Indulto Presidencial na Hungria: O Escândalo que Derrubou Orbán e Levou Nova Oposição ao Poder

O Erro que Sacudiu a Hungria

Em abril de 2023, um ato protocolar da então presidente da Hungria, Katalin Novák, durante a visita do Papa Francisco, tornou-se o estopim de uma crise política sem precedentes. Novák assinou uma lista de 25 indultos presidenciais, incluindo o de um ex-subdiretor de orfanato condenado por pressionar crianças a retirar denúncias de abuso sexual contra o diretor da instituição. O diretor, por sua vez, enfrentava uma pena de oito anos por abusos prolongados contra as mesmas vítimas. A decisão de Novák liberou o subdiretor, que já cumpria a parte final de sua sentença. O caso permaneceu em sigilo por quase um ano.

A Revelação e as Renúncias

Em 2 de fevereiro de 2024, o portal independente húngaro 444.hu trouxe o caso à tona, mergulhando a Hungria em um colapso político. Manifestações populares eclodiram, e a pressão levou à renúncia de Novák, membro do partido Fidesz do premiê Viktor Orbán. Em pronunciamento televisionado, ela admitiu um “erro” e pediu desculpas. A ministra da Justiça, Judit Varga, que referendou o indulto e era vista como uma das mulheres mais poderosas do Fidesz, também deixou o cargo e sua posição de destaque nas eleições europeias. A saída de ambas representou um duro golpe para o governo de Orbán.

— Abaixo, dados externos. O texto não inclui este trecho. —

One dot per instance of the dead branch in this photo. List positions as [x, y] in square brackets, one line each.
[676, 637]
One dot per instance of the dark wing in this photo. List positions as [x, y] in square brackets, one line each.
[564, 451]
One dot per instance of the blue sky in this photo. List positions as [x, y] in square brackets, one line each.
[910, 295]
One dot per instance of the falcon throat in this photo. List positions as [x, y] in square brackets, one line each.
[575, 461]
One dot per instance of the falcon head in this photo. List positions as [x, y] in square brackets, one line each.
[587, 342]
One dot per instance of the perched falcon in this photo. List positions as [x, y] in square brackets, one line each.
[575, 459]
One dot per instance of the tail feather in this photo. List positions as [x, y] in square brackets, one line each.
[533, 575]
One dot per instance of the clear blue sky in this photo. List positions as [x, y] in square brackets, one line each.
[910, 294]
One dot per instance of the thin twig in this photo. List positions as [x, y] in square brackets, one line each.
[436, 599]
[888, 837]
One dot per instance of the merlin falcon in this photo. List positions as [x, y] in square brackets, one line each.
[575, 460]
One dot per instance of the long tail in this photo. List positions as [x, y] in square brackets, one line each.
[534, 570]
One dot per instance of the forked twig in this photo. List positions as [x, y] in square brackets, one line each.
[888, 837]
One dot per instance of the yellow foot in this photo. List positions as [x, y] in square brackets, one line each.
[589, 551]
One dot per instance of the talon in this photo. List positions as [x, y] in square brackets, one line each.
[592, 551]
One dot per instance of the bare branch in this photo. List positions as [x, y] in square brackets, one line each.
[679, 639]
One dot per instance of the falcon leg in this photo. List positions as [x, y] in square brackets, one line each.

O Renascimento do Tisza e a Ascensão de Magyar

O escândalo do indulto serviu como catalisador para o renascimento do partido Tisza. Fundado em 2020, o partido de centro-direita, cujo nome é um trocadilho com as palavras húngaras para “respeito” e “liberdade” e também remete ao segundo maior rio do país, estava estagnado. Quando o escândalo veio à tona, Péter Magyar, até então um nome menos conhecido, mas com ligações internas no Fidesz e ex-marido de Judit Varga, criticou publicamente a gestão do caso. Ele rompeu com o Fidesz, acusando o governo de usar Novák e Varga como “bodes expiatórios” e denunciando um sistema político marcado pela corrupção. Poucos dias depois, Magyar assumiu o controle do Tisza, injetando seu movimento político e revitalizando o partido.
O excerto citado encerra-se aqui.